И как он только угадал! Бушлат пришёлся Дусе как раз впору, будто его шили специально для него. Дуся одну за другой застегнул все пуговицы; глубоко вздохнув, расправил грудь и стал примерять бескозырку. Он подумал, что если бы теперь тётя Лиза и бабушка увидели его, то, наверное, не узнали бы.

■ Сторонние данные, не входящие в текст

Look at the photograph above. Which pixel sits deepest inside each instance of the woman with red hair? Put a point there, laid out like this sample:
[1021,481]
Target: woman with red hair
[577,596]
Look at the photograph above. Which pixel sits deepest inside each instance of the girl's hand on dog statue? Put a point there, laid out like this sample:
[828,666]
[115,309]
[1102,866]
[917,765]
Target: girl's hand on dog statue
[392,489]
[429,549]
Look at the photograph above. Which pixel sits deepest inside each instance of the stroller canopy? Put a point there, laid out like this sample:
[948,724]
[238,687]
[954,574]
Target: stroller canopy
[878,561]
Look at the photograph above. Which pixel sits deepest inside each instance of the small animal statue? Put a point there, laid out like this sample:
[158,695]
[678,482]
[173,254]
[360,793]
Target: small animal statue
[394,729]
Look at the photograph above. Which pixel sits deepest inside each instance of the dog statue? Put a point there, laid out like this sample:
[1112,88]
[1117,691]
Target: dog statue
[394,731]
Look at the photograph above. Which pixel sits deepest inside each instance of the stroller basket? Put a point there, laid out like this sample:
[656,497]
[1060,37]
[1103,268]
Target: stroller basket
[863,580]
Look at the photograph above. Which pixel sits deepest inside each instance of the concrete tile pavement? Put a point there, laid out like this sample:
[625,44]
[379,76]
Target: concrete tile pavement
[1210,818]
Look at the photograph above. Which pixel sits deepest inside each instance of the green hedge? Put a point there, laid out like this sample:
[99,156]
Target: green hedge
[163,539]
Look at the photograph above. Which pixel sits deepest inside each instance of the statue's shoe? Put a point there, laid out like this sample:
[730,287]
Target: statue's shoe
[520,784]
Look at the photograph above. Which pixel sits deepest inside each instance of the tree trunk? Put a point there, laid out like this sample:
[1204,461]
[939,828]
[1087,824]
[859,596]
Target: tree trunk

– Готовы? – услышал он голос мичмана. – Теперь пойдёмте на камбуз.
Они опять прошли по коридору и потом, миновав столовую, где производился ремонт и весь пол был закапан меловой краской, а столы сдвинуты в одну сторону, очутились прямо на кухне.
Здесь, у большой плиты, заставленной медными кастрюлями, на специальной лесенке стоял кок в белом халате и поварёшкой, похожей на весло, помешивал в кастрюле величиной с бочку. У окна сидел за столом мальчик в таком же, как у Дуси, бушлате и в синих полотняных штанах. Он, видимо, уже поел и вытирал губы рукой. Не больше Дуси ростом, но коренастый и широколобый, он казался очень важным.
Кок поставил перед Дусей миску, над которой поднимался аппетитный дымок:
– Ну-ка, моряк, отведай нашего флотского.
Когда Дуся съел весь борщ, показавшийся очень вкусным, сосед заглянул к нему в миску и сказал:
– И мне такого же давали – с мясом!
Дуся только посмотрел на него, но промолчал.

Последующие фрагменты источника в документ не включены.